In the Manhattan Institute's "Index of Leading Immigration Indicators," John Miller of the Center for Equal Opportunity and Stephen Moore of the Cato Institute compile data from The Statistical Abstract of the United States, the Immigration and Naturalization Service, the Census Bureau, and elsewhere to counteract prevailing myths about immigration. As recently as 1970, nearly half of all immigrants arrived from Canada or Europe; only 12.5 percent come from those nations today. Since 1981, nearly 78 percent of immigrants came from Asia, Mexico, and other Latin American nations.

But in 1990, 34.6 percent of foreign-born households contained the "traditional American family" of a married couple and minor-age children, compared with only 25.6 percent of native-born households. Seventy-six percent of immigrant households were composed of families, compared with 70.7 percent of native-born households. And Asian and Hispanic immigrant households were more likely to consist of families (81.1 percent and 85.2 percent, respectively) than the households of Asians (78 percent) and Hispanics (81.3 percent) born in the United States.

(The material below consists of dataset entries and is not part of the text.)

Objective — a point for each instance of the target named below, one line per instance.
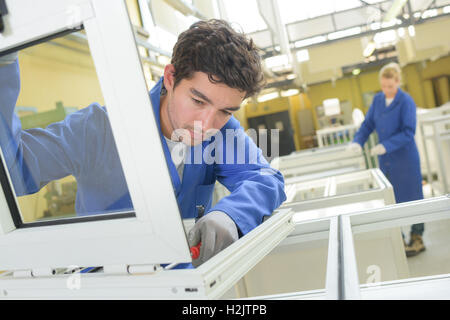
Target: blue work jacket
(395, 126)
(82, 145)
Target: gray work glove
(8, 59)
(216, 231)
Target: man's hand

Immigrants are also more likely to marry and not divorce, and are less likely to belong to female-headed households with minor-age children.

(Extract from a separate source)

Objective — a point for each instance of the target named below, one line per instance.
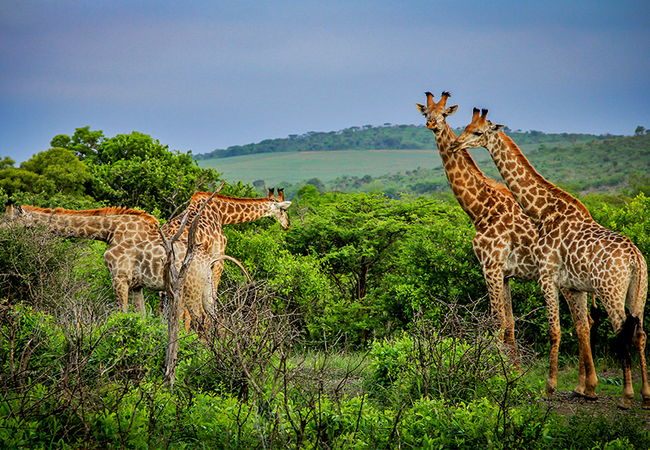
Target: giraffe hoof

Working-age immigrants are also more likely to be employed than the native-born: 76.9 percent of foreign-born males older than 16 work, compared with 74.2 percent of natives. And working immigrants are less likely to depend upon taxpayers for their employment. While 15.7 percent of natives work for the government, only 9.8 percent of foreign-born legal residents and naturalized citizens do.

Given these statistical trends, it's not surprising that working-age immigrants receive welfare less frequently than natives. Only 2 percent of non-refugee immigrants who arrived between 1980 and 1990 receive welfare; nearly twice that ratio, 3.7 percent of the native born, are on the welfare rolls.

The index suggests that welfare and multiculturalism are problems caused and exacerbated by the native born. Rather than vilify immigrants, welfare-state opponents might improve their chances of success by enlisting the foreign born to their cause.